Lupins and barley are 2 different things. Lupins are pulses, same family as peas. Barley is a grain, like wheat and oats.
You must soak or cook whole lupins. You must not feed them whole. Though you can feed them crushed or steam whole without soaking.
Barley, like other grains, you can feed whole. Although being a grain, feeding them cooked in some way is far better for the horse. Cooking opens up the seed, and releases startch, and makes it more digestible, and the horse gets more out of it.
Up to you. I prefer both lupins and grain to be cooked in some way. Just makes it easier to digest, and as i said, the horse gets more out of it.

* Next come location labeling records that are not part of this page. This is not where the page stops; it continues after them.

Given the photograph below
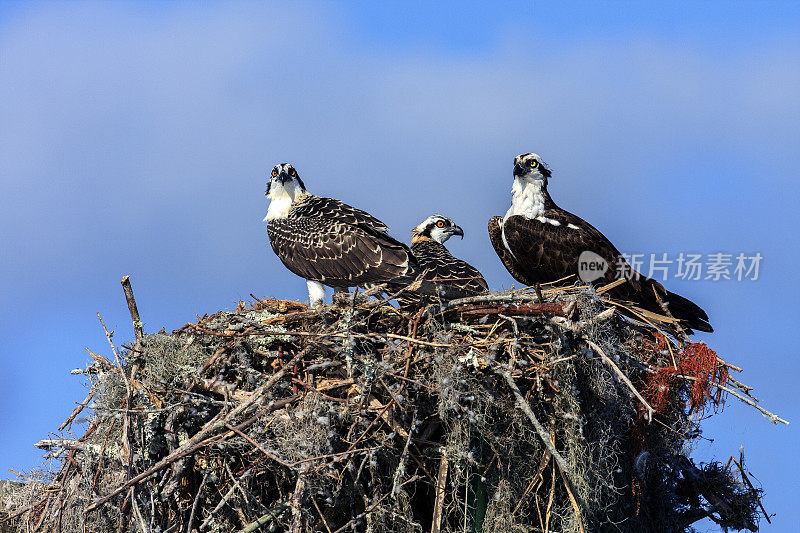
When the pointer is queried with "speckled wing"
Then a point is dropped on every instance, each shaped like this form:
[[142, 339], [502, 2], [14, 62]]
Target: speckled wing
[[496, 237], [436, 263], [311, 206]]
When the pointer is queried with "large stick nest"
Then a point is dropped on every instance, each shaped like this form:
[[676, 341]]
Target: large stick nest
[[495, 413]]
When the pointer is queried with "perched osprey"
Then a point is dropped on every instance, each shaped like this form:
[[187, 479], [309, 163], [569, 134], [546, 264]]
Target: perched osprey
[[328, 242], [438, 264], [539, 242]]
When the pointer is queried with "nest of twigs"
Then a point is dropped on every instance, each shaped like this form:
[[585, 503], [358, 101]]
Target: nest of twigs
[[505, 412]]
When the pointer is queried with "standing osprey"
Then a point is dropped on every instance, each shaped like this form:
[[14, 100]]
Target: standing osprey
[[328, 242], [539, 242], [436, 263]]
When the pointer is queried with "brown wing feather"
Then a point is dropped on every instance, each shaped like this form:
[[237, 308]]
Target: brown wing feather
[[437, 263], [547, 252]]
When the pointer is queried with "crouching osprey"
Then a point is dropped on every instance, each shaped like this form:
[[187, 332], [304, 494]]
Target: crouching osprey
[[436, 263], [538, 242], [326, 241]]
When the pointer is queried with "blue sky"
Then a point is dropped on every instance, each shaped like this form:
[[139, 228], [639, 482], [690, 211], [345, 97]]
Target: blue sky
[[136, 139]]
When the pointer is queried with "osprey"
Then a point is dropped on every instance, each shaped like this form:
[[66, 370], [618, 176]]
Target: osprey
[[326, 241], [539, 242], [436, 263]]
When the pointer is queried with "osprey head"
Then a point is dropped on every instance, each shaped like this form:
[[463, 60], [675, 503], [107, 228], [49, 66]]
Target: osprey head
[[284, 180], [436, 227], [531, 167]]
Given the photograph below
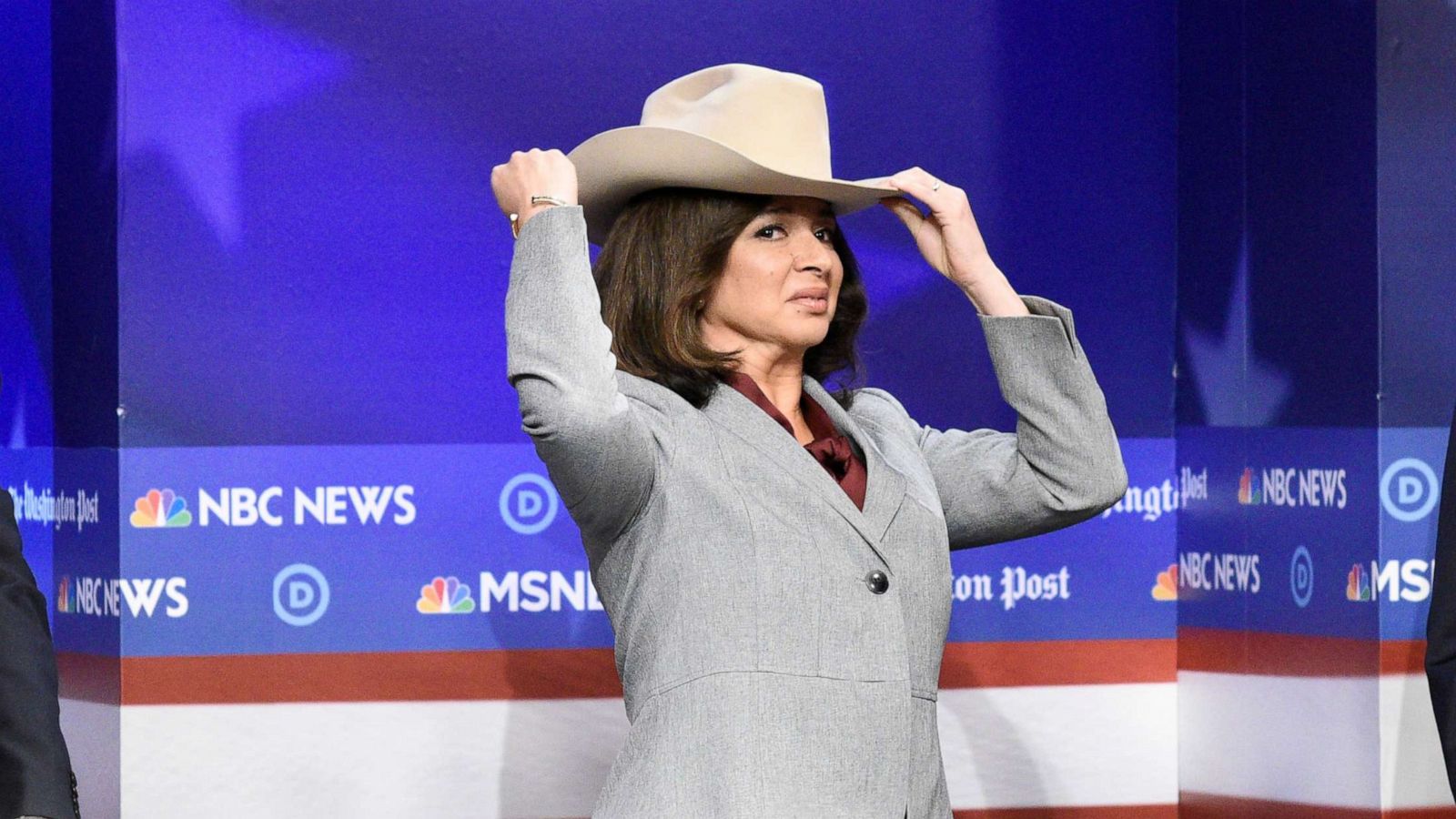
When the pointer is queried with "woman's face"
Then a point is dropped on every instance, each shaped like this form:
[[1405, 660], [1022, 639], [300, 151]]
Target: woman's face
[[781, 283]]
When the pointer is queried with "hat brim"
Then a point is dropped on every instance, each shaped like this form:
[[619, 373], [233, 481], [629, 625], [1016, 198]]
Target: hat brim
[[616, 165]]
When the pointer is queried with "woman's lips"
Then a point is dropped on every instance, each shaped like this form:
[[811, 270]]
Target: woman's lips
[[813, 303]]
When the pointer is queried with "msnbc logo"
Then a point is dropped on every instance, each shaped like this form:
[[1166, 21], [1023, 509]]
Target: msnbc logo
[[1358, 588], [1167, 586], [444, 595], [160, 509]]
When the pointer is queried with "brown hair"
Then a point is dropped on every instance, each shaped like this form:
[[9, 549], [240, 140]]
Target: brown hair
[[662, 259]]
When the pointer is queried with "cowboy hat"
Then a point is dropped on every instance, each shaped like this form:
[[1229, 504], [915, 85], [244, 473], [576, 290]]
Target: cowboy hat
[[734, 127]]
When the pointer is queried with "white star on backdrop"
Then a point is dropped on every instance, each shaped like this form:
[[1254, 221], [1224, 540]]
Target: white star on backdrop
[[189, 73], [1237, 388]]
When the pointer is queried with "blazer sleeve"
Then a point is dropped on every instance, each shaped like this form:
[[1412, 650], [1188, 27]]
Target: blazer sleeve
[[1063, 462], [1441, 624], [35, 768], [602, 448]]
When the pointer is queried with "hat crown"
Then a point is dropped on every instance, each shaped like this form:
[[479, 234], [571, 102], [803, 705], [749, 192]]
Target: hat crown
[[775, 118]]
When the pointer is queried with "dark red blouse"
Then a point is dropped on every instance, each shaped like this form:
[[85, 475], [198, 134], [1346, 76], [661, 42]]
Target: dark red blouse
[[830, 448]]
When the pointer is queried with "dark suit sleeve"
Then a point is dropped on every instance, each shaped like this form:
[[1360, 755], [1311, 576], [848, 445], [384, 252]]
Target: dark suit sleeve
[[1441, 627], [35, 768]]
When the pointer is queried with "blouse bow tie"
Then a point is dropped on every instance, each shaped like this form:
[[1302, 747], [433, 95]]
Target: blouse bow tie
[[832, 452]]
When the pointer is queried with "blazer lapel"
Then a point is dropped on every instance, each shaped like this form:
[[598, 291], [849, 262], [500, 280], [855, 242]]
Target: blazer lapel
[[885, 487]]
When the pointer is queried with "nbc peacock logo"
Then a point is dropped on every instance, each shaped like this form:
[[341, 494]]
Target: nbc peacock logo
[[1249, 490], [444, 595], [63, 595], [1167, 586], [1358, 586], [160, 509]]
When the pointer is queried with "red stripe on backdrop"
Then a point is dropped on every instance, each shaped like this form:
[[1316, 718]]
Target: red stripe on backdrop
[[1402, 656], [1210, 806], [371, 676], [1276, 654], [1059, 662], [567, 673], [1081, 812]]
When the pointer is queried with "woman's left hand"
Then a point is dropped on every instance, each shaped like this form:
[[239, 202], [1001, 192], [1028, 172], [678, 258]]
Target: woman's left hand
[[951, 241]]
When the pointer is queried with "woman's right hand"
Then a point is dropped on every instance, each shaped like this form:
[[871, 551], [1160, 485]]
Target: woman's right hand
[[533, 174]]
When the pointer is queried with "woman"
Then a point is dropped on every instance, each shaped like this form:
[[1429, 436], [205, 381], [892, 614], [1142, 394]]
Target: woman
[[775, 560]]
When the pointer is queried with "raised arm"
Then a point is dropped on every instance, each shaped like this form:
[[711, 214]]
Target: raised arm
[[1060, 467], [1063, 462], [601, 448]]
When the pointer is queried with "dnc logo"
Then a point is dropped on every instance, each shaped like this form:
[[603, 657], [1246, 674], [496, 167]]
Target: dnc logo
[[444, 595], [160, 509]]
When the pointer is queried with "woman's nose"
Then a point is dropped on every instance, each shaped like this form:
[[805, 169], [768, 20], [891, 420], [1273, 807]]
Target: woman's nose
[[813, 254]]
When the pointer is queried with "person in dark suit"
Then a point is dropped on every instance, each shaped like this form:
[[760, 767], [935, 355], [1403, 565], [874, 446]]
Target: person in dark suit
[[1441, 627], [35, 768]]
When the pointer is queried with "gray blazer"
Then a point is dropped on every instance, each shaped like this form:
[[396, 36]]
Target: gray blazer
[[763, 672]]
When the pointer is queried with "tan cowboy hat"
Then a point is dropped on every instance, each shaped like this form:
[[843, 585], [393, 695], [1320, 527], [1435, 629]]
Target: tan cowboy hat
[[732, 127]]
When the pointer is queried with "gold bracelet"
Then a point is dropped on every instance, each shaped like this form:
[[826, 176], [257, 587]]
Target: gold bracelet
[[516, 217]]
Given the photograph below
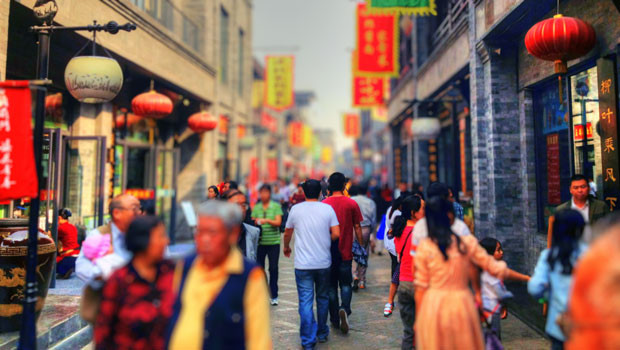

I know this, but hence the " " marks around 'cooked' for want of a better word..they are still using heat to process. and there is actually a benefit to buying rolled/micronised, its called convenience. no need to make up feed 12 hours before for it to soak. and really doesnt cost much more for steam rolled. $28 for 50kg steam rolled vs $24 for 40kg whole lupins.
thank you all for the replys, its given me more options, not that he needs much food at the moment, he is doing quite well on grass, *#) probably to well';'
i was feeding lupin and barley to my horses this year, one went loopy the other didn't react.
They are both fat as at the moment - one the size of a baby killer whale the other the size of a baby elephant - but come winter off goes the weight.
so i was thinking how much (lupins) would u feed to "maintain" a weight so they don't get skinny and ur not playing catch up later???
on average over winter if just lupins i'd say 1.5kg-2.5kg per day. Dry weight.
ummm, i dont think you can feed barley WHOLE!!
They can be fed whole - just need to be boiled first. The easiest way to do this is to put them on to soak for 12 hours, bring them to the boil, simmer for 10 mins, then turn off the heat. Let them sit for another 12 hours, making sure they stay covered in water, and then feed them out. They will soften and more than double in size.
Soaked lupins need to soak for at least 12 hours to soften the outer casing and swell. If the weather allows you to soak them for longer, do it because the lupins are actually at their most nutritious just as they start to germinate, usually at about 36 hrs.